Graduation Semester and Year
Spring 2026
Language
English
Document Type
Dissertation
Degree Name
Doctor of Philosophy in Computer Science
Department
Computer Science and Engineering
First Advisor
Jacob M. Luber
Second Advisor
Cesar Torres
Third Advisor
VP Nguyen
Fourth Advisor
Jiayi Meng
Abstract
The transition from traditional microscopy to digital pathology has digitized diagnostic data, yet clinical workflows remain constrained by two-dimensional screens and passive, opaque analysis tools that fail to capture the spatial complexity of biological systems. While Foundation Models now promise to reason across histology and genomics, a critical disconnect persists between the richness of this data and the limited cognitive bandwidth of clinicians, who currently lack the immersive interfaces and trustworthy agents necessary to utilize it effectively. This dissertation presents a unified framework for "Embodied Agentic AI," establishing a pipeline that augments physician capabilities through immersive visualization, robust security, and active reasoning.

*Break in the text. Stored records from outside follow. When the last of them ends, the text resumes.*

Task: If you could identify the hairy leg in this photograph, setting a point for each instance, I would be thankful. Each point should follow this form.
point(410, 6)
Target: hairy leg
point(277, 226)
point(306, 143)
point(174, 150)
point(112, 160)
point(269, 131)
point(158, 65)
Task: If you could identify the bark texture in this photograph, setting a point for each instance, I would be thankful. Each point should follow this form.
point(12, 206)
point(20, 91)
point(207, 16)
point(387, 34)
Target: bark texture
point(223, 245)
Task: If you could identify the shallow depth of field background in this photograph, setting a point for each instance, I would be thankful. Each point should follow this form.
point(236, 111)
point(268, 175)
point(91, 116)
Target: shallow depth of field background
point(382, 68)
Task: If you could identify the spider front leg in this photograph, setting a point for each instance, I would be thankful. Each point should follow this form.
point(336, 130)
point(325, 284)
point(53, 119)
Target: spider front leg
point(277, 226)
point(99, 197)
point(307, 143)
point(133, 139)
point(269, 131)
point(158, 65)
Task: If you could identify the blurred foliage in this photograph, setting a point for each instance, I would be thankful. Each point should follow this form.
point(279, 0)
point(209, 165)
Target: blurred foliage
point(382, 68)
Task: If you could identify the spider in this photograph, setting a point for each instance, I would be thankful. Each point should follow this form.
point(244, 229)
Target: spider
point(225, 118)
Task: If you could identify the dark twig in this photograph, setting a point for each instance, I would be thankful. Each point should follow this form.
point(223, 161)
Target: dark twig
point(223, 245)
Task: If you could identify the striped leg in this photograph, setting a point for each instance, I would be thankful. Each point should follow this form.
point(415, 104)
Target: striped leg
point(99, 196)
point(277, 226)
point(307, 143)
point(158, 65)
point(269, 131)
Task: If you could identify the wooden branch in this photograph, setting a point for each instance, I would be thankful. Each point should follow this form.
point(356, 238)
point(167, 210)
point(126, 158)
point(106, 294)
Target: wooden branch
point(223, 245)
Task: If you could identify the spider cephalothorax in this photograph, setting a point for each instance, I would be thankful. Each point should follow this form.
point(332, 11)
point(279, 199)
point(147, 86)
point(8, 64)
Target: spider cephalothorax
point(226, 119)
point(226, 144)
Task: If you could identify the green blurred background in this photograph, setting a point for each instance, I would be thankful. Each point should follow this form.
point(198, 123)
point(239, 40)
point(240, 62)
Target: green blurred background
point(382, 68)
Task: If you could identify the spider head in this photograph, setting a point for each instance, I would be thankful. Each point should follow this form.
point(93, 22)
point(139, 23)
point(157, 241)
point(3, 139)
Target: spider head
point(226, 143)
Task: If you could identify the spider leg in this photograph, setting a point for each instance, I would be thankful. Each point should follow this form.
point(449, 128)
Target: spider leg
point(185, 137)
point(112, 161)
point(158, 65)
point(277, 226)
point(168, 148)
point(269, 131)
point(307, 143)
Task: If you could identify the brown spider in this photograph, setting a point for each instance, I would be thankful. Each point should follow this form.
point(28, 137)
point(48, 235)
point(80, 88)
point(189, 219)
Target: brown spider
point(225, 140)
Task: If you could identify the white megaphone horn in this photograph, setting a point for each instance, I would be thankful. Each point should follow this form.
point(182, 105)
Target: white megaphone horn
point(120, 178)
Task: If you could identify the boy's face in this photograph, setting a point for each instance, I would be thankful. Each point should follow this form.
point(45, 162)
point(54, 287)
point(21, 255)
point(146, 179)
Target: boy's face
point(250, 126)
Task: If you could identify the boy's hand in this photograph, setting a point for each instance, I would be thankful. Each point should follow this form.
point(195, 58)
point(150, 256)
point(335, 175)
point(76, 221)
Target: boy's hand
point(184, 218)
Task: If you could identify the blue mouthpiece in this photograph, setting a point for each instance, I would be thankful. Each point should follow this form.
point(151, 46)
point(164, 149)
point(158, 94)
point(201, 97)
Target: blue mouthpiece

I begin by examining the biological ground truth of multi-omics data, identifying "transcriptional bursting" as a driver of discordance between the proteome and transcriptome. This analysis exposed the inherent limitations of traditional 2D workflows to capture spatial biological realities, motivating the development of SpatialVisVR. By utilizing extended reality (XR) to visualize massive multiplexed datasets and integrating deep learning for contextual similar-patient search, I demonstrate that spatial computing significantly expands the cognitive bandwidth available to clinicians for data exploration.
Addressing the security implications of this digital transformation, I investigate the vulnerability landscape of the Vision Language Models (VLMs) that underpin modern pathology. I present the first successful adversarial attack against the Pathology Language-Image Pretraining (PLIP) model, achieving a 100% misclassification rate with imperceptible perturbations. This investigation establishes that trustworthiness is a prerequisite for deployment, necessitating robust defense mechanisms based on attention map interpretability before AI can be safely integrated into clinical loops.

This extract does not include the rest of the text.